John Malone’s Liberty Media posted wider losses last quarter and said it’s talking with Time Warner about swapping its TW shares for assets.
Liberty owns a non-voting 4% chunk of TW and said a month ago it was seeking approval from the Federal Trade Commission to convert that into voting shares — a move that would give Malone an influential voice in the future of the giant media conglom.
TW “announced their intent to repurchase quite a lot of stock,” said Liberty’s new CEO, Greg Maffei, on Wednesday. Time Warner’s board has authorized a stock buyback of up to $20 billion. “We are a big stockholder and we would love to get some operating assets. Whether a transaction will come from all that, I can’t forecast. But clearly we’re in discussions with them.”
Wall Streeters think Liberty would ideally like to buy out TW’s 50% stake in jointly owned cable net Court TV.

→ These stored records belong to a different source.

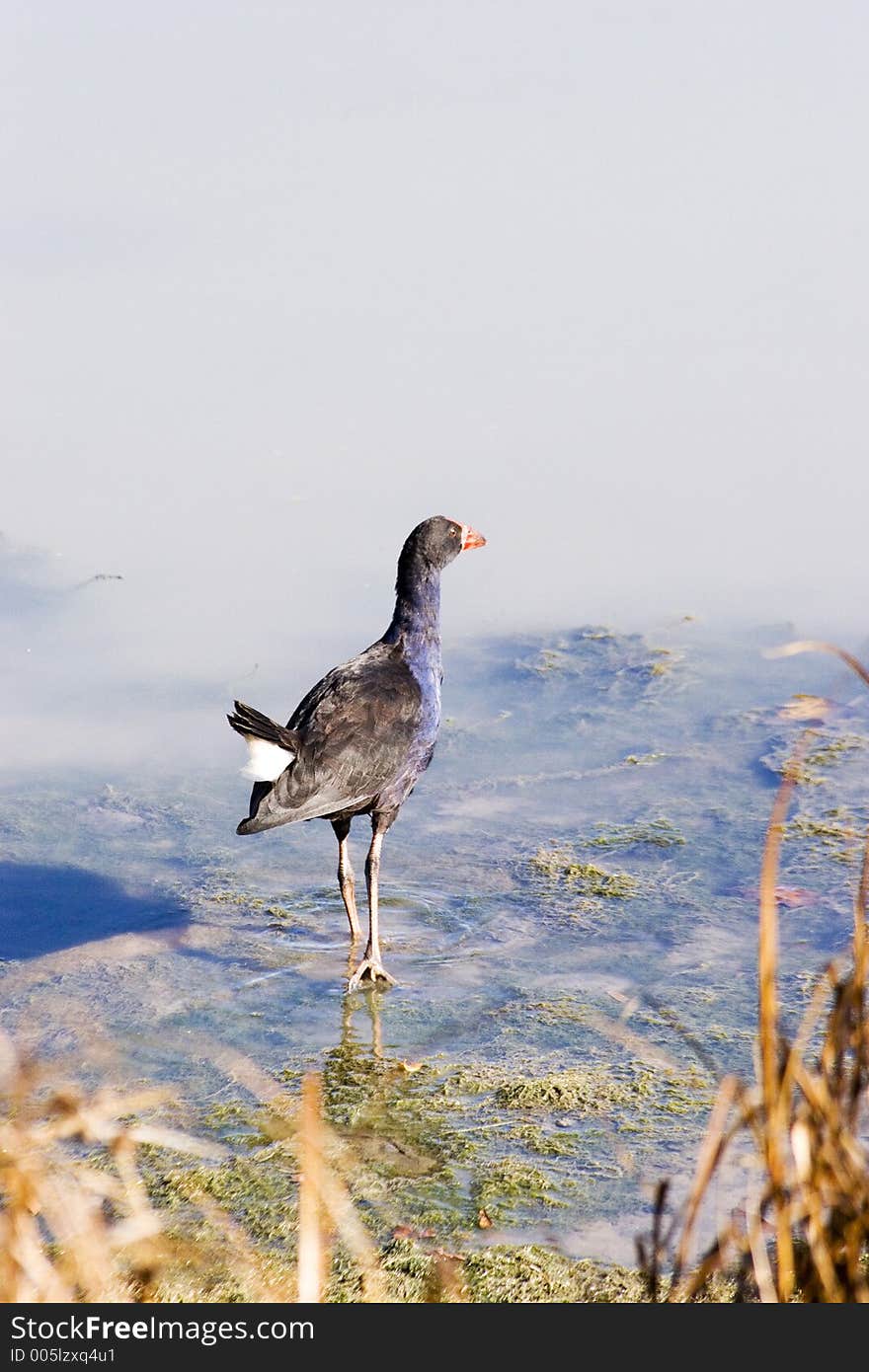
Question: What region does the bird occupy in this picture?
[226,514,486,992]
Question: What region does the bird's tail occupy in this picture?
[226,700,300,781]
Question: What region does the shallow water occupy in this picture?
[0,611,869,1259]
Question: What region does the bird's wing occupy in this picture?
[240,644,422,827]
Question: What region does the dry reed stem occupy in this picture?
[651,643,869,1302]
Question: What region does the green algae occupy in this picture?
[471,1158,564,1222]
[784,805,862,863]
[582,817,685,848]
[530,847,641,900]
[494,1067,643,1114]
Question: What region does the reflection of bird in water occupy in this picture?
[228,514,486,991]
[323,953,440,1180]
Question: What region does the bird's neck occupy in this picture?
[383,557,440,662]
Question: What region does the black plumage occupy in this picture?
[226,516,485,989]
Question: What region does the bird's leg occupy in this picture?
[348,819,395,991]
[332,819,361,944]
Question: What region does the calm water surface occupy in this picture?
[0,622,869,1259]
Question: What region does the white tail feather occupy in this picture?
[242,734,295,781]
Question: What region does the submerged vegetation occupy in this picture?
[0,631,869,1302]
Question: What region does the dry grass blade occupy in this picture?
[637,641,869,1302]
[763,638,869,686]
[672,1077,743,1299]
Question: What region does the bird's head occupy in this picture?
[405,514,486,570]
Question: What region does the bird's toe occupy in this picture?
[348,957,398,991]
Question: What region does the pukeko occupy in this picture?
[226,514,486,991]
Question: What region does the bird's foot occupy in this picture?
[348,956,398,991]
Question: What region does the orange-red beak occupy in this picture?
[461,524,486,553]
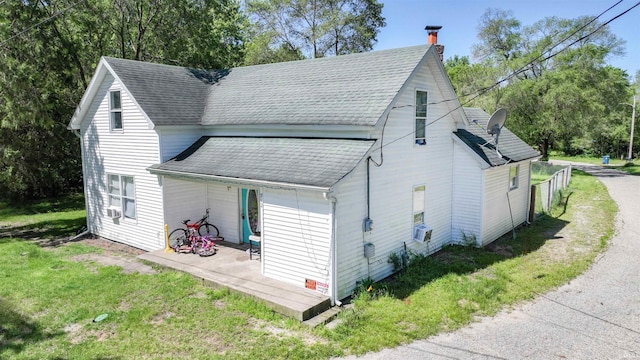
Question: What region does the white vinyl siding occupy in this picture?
[81,75,164,250]
[414,90,427,145]
[509,165,520,190]
[482,162,529,245]
[413,185,424,225]
[334,57,456,299]
[261,189,332,296]
[107,174,136,219]
[109,90,122,131]
[162,177,206,232]
[451,143,483,245]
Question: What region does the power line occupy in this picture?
[0,0,84,46]
[380,0,640,150]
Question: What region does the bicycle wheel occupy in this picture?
[169,229,187,249]
[198,223,220,236]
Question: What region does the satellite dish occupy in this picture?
[487,108,507,157]
[487,109,507,135]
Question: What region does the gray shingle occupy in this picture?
[455,108,540,166]
[149,137,375,188]
[202,45,428,125]
[105,45,429,125]
[105,57,213,125]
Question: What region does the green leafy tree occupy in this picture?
[246,0,386,64]
[454,9,629,157]
[0,0,248,199]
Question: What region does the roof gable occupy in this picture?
[202,45,429,126]
[455,108,540,166]
[70,45,430,127]
[104,57,208,125]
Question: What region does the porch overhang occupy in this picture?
[147,136,375,192]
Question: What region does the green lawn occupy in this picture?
[0,171,616,359]
[549,152,640,175]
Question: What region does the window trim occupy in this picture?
[509,165,520,190]
[109,90,124,132]
[107,173,138,221]
[413,88,429,146]
[411,184,427,226]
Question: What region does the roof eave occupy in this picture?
[146,167,331,192]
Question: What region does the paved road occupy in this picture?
[351,167,640,360]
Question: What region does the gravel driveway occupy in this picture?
[350,166,640,359]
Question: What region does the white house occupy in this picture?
[69,41,538,302]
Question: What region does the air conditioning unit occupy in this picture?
[413,224,433,243]
[107,208,122,219]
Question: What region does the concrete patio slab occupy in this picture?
[138,242,331,321]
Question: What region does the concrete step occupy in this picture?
[302,306,342,328]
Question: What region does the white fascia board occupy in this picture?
[376,45,469,131]
[103,58,155,130]
[146,168,331,193]
[67,58,108,130]
[202,124,377,139]
[67,57,154,130]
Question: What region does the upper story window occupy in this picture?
[509,165,520,190]
[109,90,122,131]
[415,90,427,145]
[413,185,425,225]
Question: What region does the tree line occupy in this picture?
[0,0,640,200]
[0,0,385,200]
[445,9,640,158]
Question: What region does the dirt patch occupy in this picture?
[64,238,157,275]
[71,254,157,275]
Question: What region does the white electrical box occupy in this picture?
[364,243,376,259]
[107,208,122,219]
[413,224,433,243]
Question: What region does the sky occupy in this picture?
[374,0,640,77]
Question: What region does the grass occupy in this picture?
[0,171,616,359]
[550,152,640,175]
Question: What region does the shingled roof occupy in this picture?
[148,136,375,189]
[104,45,429,126]
[455,108,540,166]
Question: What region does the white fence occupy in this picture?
[530,162,571,221]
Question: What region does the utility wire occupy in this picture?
[380,0,640,150]
[428,0,624,105]
[0,0,85,46]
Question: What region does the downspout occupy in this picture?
[323,191,342,306]
[71,129,90,241]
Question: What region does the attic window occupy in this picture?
[509,165,520,190]
[415,90,427,145]
[109,90,122,131]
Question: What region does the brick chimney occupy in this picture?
[424,25,444,61]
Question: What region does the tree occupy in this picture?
[0,0,248,198]
[466,9,629,157]
[247,0,386,64]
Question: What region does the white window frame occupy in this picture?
[411,184,427,226]
[109,90,124,132]
[413,89,429,146]
[509,165,520,190]
[107,173,138,220]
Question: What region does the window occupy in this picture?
[108,174,136,219]
[509,165,520,190]
[109,91,122,130]
[415,90,427,145]
[413,185,425,225]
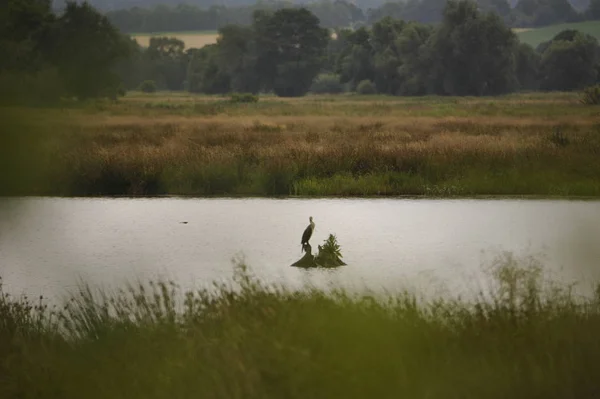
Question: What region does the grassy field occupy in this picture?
[0,256,600,399]
[1,93,600,196]
[131,31,219,49]
[517,21,600,47]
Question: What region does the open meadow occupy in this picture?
[131,31,219,49]
[3,93,600,196]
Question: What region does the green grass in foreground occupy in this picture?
[0,256,600,399]
[517,21,600,47]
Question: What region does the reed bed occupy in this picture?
[1,94,600,196]
[0,255,600,399]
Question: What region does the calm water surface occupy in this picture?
[0,198,600,297]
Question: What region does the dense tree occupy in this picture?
[0,0,55,72]
[217,25,261,94]
[514,0,581,26]
[586,0,600,20]
[0,0,131,101]
[143,37,189,90]
[52,3,130,99]
[396,23,433,95]
[187,44,231,94]
[515,43,540,90]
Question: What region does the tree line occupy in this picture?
[0,0,600,101]
[106,0,600,33]
[175,0,600,96]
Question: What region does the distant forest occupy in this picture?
[54,0,600,33]
[0,0,600,104]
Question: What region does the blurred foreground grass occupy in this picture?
[0,255,600,399]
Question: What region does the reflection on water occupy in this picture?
[0,198,600,296]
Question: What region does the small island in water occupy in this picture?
[292,234,346,268]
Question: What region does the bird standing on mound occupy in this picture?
[300,216,315,255]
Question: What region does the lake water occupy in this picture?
[0,198,600,304]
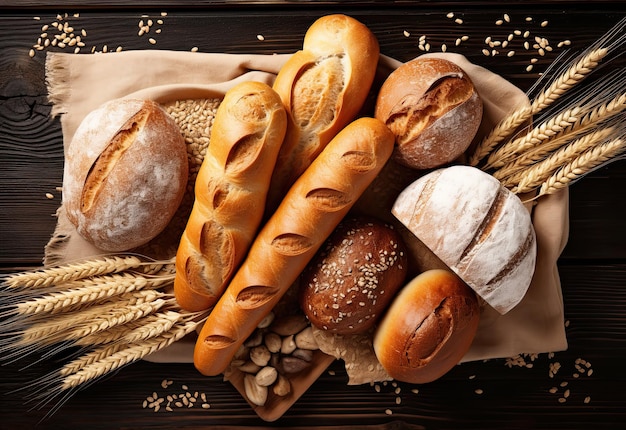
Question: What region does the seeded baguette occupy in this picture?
[174,82,287,311]
[268,14,380,215]
[194,118,394,375]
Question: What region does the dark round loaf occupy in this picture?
[63,99,189,252]
[374,269,480,384]
[375,57,483,169]
[300,217,407,334]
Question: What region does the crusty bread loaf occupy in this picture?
[373,269,480,384]
[174,81,287,311]
[375,57,483,169]
[300,216,407,334]
[392,165,537,314]
[268,14,380,215]
[194,118,393,375]
[63,99,189,252]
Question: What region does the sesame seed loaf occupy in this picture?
[300,217,407,334]
[392,165,537,314]
[194,118,393,375]
[174,81,287,311]
[375,57,483,169]
[63,99,188,252]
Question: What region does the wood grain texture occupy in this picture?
[0,5,626,429]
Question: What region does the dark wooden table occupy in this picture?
[0,0,626,429]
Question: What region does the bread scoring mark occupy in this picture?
[291,54,345,132]
[341,151,376,173]
[224,133,265,174]
[403,169,445,231]
[386,74,473,145]
[483,228,535,294]
[272,233,313,256]
[235,285,279,309]
[403,297,450,368]
[306,188,352,212]
[199,220,235,295]
[456,187,509,273]
[80,108,150,213]
[202,334,237,349]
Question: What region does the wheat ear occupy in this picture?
[508,127,615,194]
[61,321,199,390]
[16,273,173,315]
[4,256,144,288]
[537,139,626,197]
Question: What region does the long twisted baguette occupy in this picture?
[174,82,287,311]
[194,118,394,375]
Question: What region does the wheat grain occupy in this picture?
[61,322,199,390]
[4,256,143,288]
[537,139,626,197]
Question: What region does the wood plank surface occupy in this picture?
[0,0,626,429]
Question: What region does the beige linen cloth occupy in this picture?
[45,50,569,362]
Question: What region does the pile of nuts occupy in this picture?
[231,313,319,406]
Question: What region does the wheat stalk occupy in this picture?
[61,321,200,390]
[508,127,615,194]
[537,139,626,197]
[4,256,144,288]
[469,48,609,166]
[16,273,173,315]
[75,311,182,346]
[483,106,582,170]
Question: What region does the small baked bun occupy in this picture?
[63,99,189,252]
[300,217,407,334]
[375,57,483,169]
[373,269,480,384]
[391,165,537,314]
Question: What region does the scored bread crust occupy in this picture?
[391,165,537,314]
[63,99,188,252]
[174,81,287,311]
[375,57,483,169]
[194,118,393,375]
[373,269,480,384]
[267,14,380,216]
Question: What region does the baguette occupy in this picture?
[267,14,380,216]
[194,118,394,375]
[174,82,287,311]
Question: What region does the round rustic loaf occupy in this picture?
[391,165,537,314]
[375,57,483,169]
[373,269,480,384]
[63,99,189,252]
[300,217,407,334]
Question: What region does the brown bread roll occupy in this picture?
[391,165,537,314]
[268,14,380,215]
[63,99,189,252]
[373,269,480,384]
[300,217,407,334]
[174,81,287,311]
[194,118,393,375]
[375,57,483,169]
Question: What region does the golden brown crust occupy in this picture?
[268,14,380,214]
[174,82,287,311]
[374,269,480,384]
[63,99,188,252]
[194,118,393,375]
[375,58,482,169]
[300,217,407,334]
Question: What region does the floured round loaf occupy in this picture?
[375,57,483,169]
[392,166,537,314]
[63,99,189,252]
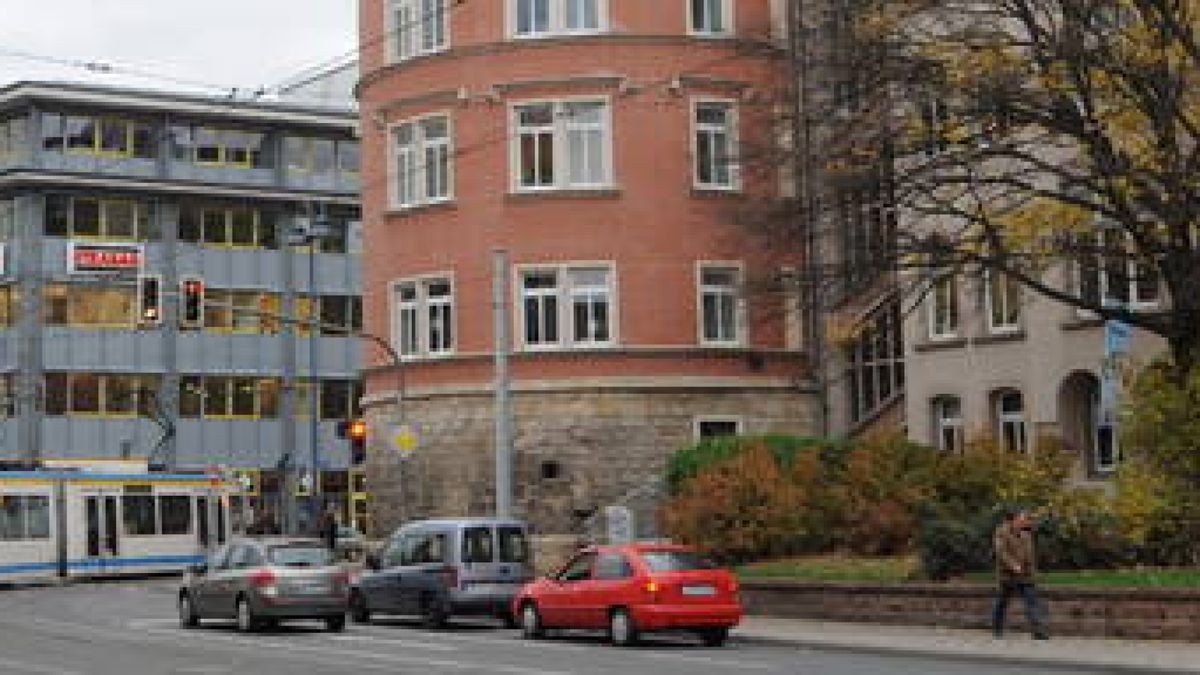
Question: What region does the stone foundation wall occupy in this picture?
[367,388,815,537]
[742,580,1200,640]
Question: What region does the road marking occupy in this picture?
[0,658,84,675]
[328,635,458,651]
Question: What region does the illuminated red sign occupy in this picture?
[67,243,143,273]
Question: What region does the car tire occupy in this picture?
[697,626,730,647]
[179,593,200,628]
[234,596,263,633]
[350,591,371,623]
[608,607,637,647]
[421,593,449,628]
[520,601,546,640]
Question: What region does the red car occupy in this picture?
[512,544,742,646]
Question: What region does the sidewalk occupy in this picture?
[733,616,1200,674]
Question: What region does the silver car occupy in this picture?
[179,538,349,632]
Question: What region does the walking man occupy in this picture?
[991,509,1050,640]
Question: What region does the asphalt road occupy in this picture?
[0,580,1094,675]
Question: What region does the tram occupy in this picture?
[0,460,230,584]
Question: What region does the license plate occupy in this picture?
[292,584,329,596]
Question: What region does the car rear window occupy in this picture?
[269,545,334,567]
[462,527,496,562]
[641,551,716,572]
[496,526,529,562]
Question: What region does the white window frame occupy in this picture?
[689,97,742,192]
[512,261,618,352]
[696,261,749,347]
[388,112,455,210]
[925,270,962,340]
[383,0,451,64]
[992,389,1030,454]
[691,414,745,441]
[1073,228,1163,318]
[509,95,613,193]
[683,0,734,37]
[504,0,610,40]
[984,270,1024,335]
[930,395,965,453]
[388,273,458,360]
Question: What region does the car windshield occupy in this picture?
[270,544,334,567]
[641,551,716,572]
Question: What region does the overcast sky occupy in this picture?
[0,0,358,95]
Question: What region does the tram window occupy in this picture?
[25,495,50,539]
[158,495,192,534]
[0,496,25,542]
[121,495,157,534]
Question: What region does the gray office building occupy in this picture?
[0,82,365,530]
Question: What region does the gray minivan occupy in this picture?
[350,518,533,627]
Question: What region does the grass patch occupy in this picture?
[737,555,918,583]
[967,567,1200,589]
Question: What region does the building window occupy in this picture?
[692,417,742,441]
[509,0,608,37]
[392,277,455,357]
[992,389,1028,454]
[686,0,733,35]
[43,195,158,241]
[1078,228,1162,309]
[846,299,905,423]
[692,101,737,190]
[512,101,612,191]
[169,125,271,168]
[385,0,448,61]
[179,203,278,249]
[44,372,158,417]
[42,113,156,160]
[700,265,743,345]
[391,115,451,208]
[42,283,138,329]
[932,396,964,453]
[986,271,1021,333]
[926,271,959,340]
[521,267,613,347]
[179,375,280,419]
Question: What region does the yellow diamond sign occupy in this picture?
[389,424,416,454]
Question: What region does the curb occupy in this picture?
[731,629,1196,675]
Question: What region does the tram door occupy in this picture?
[84,495,120,562]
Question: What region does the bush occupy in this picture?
[666,434,847,495]
[917,514,998,581]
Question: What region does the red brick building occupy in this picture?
[359,0,815,532]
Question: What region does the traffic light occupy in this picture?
[138,275,162,325]
[179,271,204,330]
[346,419,367,465]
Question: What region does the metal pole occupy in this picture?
[492,249,512,518]
[306,202,324,527]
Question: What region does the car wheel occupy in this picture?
[179,593,200,628]
[608,608,637,647]
[236,597,260,633]
[421,595,446,628]
[521,601,546,640]
[350,591,371,623]
[325,614,346,633]
[697,626,730,647]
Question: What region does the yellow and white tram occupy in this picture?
[0,462,229,584]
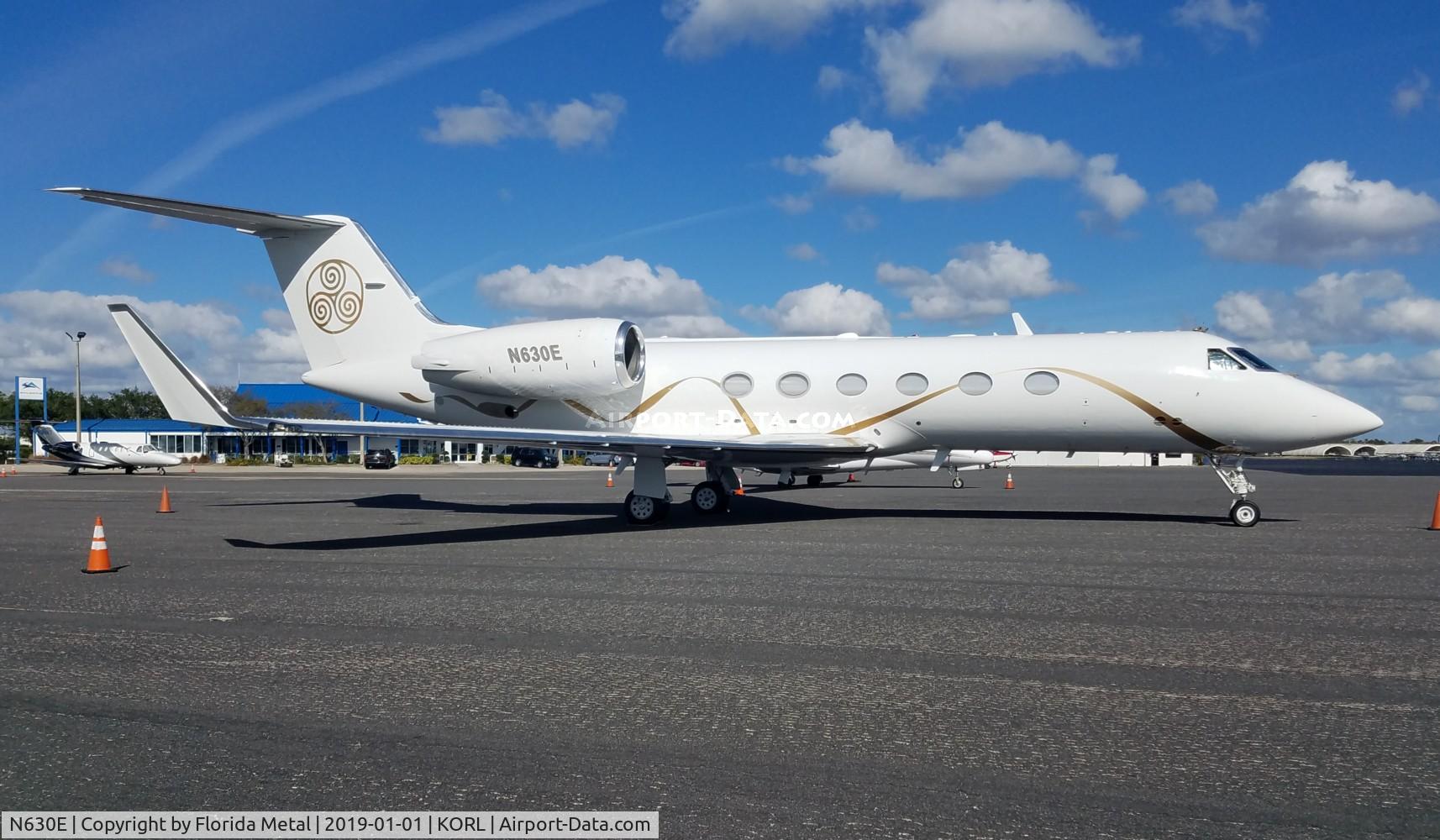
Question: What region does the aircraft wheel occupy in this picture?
[625,491,670,524]
[690,481,730,514]
[1230,498,1260,528]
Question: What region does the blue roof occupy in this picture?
[234,382,420,423]
[50,417,204,435]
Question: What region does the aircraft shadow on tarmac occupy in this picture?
[216,491,1273,550]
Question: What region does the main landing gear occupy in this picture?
[622,455,740,526]
[1206,455,1260,528]
[625,491,670,524]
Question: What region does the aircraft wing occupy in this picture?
[109,304,875,465]
[26,455,119,470]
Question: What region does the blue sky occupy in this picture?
[0,0,1440,438]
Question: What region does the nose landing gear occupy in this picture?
[1206,455,1260,528]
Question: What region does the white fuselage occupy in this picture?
[88,441,180,470]
[304,327,1381,457]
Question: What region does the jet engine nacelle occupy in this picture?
[410,318,645,399]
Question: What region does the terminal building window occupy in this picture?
[150,435,204,454]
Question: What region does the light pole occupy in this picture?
[65,330,85,453]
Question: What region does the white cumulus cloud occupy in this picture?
[664,0,894,59]
[1390,71,1430,117]
[1080,155,1146,222]
[865,0,1140,114]
[1160,180,1220,216]
[476,255,710,318]
[770,193,815,216]
[1196,160,1440,265]
[1170,0,1266,46]
[743,282,890,336]
[425,89,625,149]
[639,316,744,339]
[1400,393,1440,411]
[875,240,1067,322]
[1311,350,1406,383]
[99,256,155,282]
[785,242,819,262]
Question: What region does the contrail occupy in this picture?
[22,0,603,286]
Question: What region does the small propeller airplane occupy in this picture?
[52,187,1382,528]
[32,423,181,475]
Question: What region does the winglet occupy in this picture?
[46,187,344,234]
[109,304,264,428]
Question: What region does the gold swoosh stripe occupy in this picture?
[829,383,959,435]
[1048,367,1227,449]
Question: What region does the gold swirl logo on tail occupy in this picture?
[305,260,365,334]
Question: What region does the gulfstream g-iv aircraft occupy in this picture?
[55,187,1381,526]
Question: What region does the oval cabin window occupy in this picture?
[835,373,870,396]
[722,373,754,396]
[776,373,809,396]
[960,370,995,396]
[896,373,930,396]
[1025,370,1060,396]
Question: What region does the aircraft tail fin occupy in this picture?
[34,423,69,447]
[50,187,460,370]
[109,304,255,428]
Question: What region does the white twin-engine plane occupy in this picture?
[55,187,1381,526]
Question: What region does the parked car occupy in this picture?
[365,449,395,470]
[510,447,560,468]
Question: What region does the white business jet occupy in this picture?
[55,187,1381,526]
[32,425,181,475]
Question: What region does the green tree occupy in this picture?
[214,387,270,417]
[275,402,345,419]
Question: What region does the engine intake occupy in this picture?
[410,318,645,399]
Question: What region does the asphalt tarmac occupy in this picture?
[0,467,1440,838]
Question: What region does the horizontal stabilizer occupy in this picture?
[49,187,344,234]
[109,304,264,428]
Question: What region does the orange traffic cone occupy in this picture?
[81,516,125,575]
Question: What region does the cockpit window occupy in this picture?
[1230,347,1274,370]
[1210,347,1246,370]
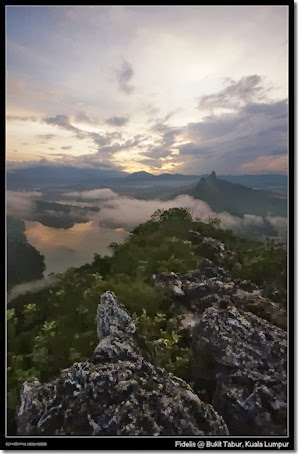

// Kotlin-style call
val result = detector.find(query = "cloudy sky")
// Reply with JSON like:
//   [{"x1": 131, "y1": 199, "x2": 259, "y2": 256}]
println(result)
[{"x1": 6, "y1": 5, "x2": 288, "y2": 174}]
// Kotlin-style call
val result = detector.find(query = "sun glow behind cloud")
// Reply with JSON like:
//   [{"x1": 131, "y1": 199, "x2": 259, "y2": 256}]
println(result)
[{"x1": 7, "y1": 6, "x2": 288, "y2": 173}]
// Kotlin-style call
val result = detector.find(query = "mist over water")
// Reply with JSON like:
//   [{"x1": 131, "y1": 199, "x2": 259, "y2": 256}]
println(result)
[
  {"x1": 21, "y1": 190, "x2": 287, "y2": 276},
  {"x1": 25, "y1": 220, "x2": 129, "y2": 275}
]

Liberty’s non-voting TW stock is set to convert to voting shares in February, but Liberty has petitioned regulators to remove the restriction early. It was put in place initially because, at the time Liberty acquired the TW stake, it also owned cable operations that were in direct competition with Time Warner’s. Malone sold out the cable biz to AT&T in the late ’90s.
Liberty and News Corp. have discussed swapping assets for News Corp. stock, but haven’t been able to hit on a solution. News Corp., meanwhile, has instituted a semi-permanent “poison pill” provision to make it harder for Malone to acquire additional shares and attempt a takeover.
Liberty Media also said Wednesday its losses widened to $86 million in the fourth quarter from $2 million the year before. Revenue rose 13% to $2.45 billion, fueled by sales growth at home shopping net QVC.
Revenue at Starz Encore was about flat at $247 million. Starz posted an operating loss of $2 million vs. operating income of $1 million a year earlier.